Thursday, August 6, 2009

Access v. Efficiency: Reflections on the Consequences of Twombly and Iqbal

Posted by D. Daniel Sokol

Arthur R. Miller (NYU Law) explores Access v. Efficiency: Reflections on the Consequences of Twombly and Iqbal.

ABSTRACT: In Bell Atlantic Corp. v. Twombly and Ashcroft v. Iqbal, the Supreme Court discarded a half century’s worth of settled doctrine regarding pleading—the key to access to the federal courts—starting anew with a heightened standard that threatens to leave many plaintiffs out in the cold. Twombly and Iqbal ushered in “plausibility” pleading and effectively retired “notice” pleading as the operable standard of Federal Rule of Civil Procedure 8(a)(2). No longer is the role of the complaint merely to give notice of the plaintiff’s claim to enable the defendant to answer; rather, the complaint now must present sufficient factual allegations to give rise to a plausible inference of wrongdoing. This change bodes poorly for plaintiffs’ access to the federal courts and may have a ripple effect on the entire civil justice system.

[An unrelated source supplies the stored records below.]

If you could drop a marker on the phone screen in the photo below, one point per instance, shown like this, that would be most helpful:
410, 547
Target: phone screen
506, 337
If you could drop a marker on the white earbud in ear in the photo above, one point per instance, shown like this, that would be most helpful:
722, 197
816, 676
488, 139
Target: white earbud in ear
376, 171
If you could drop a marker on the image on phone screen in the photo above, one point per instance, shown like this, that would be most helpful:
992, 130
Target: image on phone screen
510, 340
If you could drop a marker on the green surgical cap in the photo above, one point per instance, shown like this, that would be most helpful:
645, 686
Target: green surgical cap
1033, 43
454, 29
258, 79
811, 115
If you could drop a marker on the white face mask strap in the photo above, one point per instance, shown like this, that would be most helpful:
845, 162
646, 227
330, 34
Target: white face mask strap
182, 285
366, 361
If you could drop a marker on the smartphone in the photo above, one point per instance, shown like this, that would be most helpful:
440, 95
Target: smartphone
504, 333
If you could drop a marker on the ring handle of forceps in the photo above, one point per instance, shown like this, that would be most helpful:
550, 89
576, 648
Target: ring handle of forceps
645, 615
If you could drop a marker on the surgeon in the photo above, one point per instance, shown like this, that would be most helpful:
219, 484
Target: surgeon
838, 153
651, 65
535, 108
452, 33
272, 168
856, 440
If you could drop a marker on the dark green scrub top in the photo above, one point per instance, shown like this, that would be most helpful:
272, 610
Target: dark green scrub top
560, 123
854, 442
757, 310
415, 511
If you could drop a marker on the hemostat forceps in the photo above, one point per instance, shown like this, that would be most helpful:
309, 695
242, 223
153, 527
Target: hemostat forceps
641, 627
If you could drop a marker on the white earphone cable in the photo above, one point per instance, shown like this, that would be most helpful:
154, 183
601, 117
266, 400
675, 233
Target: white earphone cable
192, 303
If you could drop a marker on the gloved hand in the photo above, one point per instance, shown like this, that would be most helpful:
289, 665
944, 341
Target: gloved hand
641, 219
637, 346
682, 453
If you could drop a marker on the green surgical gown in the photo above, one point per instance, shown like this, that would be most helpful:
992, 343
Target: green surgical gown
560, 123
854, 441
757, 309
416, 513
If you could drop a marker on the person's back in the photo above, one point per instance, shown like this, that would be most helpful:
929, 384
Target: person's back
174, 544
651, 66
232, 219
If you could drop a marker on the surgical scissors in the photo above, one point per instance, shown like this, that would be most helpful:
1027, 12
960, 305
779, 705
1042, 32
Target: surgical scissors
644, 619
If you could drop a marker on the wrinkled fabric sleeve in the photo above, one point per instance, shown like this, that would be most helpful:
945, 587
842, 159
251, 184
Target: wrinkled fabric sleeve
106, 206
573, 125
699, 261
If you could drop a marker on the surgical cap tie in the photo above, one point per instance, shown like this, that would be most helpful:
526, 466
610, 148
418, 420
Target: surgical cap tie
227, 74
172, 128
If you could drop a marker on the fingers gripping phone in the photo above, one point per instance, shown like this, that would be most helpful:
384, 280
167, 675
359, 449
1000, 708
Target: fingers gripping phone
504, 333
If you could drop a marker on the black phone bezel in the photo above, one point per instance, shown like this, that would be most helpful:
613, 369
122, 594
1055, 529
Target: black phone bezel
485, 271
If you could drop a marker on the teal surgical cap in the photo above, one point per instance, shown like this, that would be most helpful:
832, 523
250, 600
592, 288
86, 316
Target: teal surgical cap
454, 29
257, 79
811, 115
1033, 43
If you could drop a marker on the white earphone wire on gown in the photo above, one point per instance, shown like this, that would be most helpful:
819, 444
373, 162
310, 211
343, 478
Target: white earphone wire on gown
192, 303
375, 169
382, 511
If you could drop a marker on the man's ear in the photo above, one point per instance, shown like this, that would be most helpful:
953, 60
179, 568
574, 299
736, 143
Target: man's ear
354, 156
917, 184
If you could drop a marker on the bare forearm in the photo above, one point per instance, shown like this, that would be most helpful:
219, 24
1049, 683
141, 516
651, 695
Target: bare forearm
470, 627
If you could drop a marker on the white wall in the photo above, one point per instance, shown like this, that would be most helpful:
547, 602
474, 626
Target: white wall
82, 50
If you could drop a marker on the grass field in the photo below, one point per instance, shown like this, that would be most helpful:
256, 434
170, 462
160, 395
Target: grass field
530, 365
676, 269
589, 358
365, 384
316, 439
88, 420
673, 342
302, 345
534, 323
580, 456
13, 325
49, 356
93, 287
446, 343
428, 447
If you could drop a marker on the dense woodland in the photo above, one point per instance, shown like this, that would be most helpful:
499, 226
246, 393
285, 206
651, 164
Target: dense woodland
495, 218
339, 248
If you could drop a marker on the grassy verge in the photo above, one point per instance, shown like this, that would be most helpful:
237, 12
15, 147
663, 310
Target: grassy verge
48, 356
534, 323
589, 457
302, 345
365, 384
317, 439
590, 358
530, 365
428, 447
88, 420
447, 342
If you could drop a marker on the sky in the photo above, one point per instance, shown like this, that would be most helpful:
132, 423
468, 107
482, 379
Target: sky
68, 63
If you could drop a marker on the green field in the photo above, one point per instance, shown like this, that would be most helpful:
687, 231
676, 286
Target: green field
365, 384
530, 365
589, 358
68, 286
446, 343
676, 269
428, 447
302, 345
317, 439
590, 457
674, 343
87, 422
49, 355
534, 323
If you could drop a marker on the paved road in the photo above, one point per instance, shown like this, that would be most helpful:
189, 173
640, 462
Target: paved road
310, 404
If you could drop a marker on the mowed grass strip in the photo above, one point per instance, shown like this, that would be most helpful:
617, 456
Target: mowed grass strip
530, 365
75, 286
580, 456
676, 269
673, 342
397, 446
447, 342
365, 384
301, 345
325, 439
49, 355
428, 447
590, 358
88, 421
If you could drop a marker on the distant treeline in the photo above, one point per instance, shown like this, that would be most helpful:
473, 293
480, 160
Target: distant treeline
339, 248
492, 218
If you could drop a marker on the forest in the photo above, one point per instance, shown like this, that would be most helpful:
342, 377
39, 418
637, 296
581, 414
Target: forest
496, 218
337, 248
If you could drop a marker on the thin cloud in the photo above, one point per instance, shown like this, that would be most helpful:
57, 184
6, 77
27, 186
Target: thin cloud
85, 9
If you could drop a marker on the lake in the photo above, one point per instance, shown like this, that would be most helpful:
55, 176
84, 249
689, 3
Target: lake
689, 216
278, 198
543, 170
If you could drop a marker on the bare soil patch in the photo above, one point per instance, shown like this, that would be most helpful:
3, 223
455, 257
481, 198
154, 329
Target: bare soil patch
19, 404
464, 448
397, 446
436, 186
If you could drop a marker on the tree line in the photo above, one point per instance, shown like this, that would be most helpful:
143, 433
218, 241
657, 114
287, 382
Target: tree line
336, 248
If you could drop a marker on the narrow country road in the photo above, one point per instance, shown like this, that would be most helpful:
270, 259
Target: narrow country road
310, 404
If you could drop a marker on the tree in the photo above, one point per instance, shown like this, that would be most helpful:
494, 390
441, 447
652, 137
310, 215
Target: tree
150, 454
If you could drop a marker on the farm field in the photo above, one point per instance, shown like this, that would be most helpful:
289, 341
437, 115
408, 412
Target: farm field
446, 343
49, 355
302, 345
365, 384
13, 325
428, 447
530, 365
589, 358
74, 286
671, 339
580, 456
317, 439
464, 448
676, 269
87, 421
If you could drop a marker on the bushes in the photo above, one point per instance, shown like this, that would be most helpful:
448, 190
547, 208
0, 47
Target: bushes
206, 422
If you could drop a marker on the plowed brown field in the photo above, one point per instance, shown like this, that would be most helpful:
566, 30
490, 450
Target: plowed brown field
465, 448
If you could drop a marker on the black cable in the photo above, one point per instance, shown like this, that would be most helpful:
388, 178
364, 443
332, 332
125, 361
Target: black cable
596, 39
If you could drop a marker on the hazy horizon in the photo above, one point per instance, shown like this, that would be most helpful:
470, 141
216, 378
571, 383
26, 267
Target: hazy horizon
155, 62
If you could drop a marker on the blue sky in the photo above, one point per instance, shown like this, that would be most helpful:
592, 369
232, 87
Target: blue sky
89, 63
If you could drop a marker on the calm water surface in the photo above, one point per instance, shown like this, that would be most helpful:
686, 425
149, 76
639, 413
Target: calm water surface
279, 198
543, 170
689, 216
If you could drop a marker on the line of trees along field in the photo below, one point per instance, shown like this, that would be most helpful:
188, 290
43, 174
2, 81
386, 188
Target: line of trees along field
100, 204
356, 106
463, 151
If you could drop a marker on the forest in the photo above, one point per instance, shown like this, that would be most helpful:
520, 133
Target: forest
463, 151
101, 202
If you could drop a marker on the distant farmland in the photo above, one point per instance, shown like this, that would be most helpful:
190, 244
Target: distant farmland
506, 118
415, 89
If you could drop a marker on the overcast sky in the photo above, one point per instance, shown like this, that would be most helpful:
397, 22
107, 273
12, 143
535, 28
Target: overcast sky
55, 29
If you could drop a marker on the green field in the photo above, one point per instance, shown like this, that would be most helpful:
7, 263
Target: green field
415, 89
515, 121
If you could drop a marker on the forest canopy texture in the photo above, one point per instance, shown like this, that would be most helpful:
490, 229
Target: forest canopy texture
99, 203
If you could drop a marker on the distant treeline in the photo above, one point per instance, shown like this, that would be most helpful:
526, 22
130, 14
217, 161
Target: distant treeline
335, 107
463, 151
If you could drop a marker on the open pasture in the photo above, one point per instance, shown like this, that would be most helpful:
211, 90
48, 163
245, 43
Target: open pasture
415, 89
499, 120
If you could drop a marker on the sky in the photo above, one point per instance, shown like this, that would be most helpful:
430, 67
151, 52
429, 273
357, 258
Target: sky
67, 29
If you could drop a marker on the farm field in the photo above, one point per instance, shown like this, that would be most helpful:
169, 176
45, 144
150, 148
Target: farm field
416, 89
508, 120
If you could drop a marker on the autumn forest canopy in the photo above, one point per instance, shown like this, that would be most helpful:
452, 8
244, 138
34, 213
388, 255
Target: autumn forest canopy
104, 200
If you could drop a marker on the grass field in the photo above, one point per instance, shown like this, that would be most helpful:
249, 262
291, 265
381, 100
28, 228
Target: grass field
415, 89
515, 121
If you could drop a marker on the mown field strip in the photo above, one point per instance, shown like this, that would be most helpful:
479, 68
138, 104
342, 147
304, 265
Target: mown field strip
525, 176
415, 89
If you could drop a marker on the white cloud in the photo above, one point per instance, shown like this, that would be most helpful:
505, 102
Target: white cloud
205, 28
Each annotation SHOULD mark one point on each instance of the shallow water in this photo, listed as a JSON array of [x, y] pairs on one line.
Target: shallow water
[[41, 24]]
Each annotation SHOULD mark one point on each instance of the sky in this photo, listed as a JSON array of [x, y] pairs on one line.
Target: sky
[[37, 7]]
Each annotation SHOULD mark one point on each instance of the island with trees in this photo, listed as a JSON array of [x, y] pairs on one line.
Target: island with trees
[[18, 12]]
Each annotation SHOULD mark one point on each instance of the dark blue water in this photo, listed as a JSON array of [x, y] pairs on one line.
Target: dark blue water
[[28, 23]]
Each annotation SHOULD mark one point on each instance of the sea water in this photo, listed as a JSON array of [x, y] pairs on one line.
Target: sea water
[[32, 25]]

The debate over the proper role of pleading in contemporary litigation has exploded since Twombly and Iqbal, with motions to dismiss based on those cases now the procedural device du jour. On one side, the defense bar and major corporations praise the advent of plausibility pleading, claiming that it is long overdue and necessary to protect defendants from alleged widespread frivolous and abusive litigation, conserve judicial resources, and protect American industry and governmental entities from the high costs of discovery and trial. Arrayed against that view are the plaintiffs’ bar and civil rights and consumer groups who argue that plausibility pleading not only will weed out frivolous claims but also will terminate meritorious cases prematurely, further erode the right to a meaningful day in court and the right to jury trial, and increase the burden on small plaintiffs asserting claims against well-funded defendants. Although Twombly and Iqbal have provided new fuel for a long simmering fire, the current controversy is merely the most recent manifestation of a decades-old ideological debate over what is the higher litigation value: access to the federal courts or efficiency and economy in disposing of claims.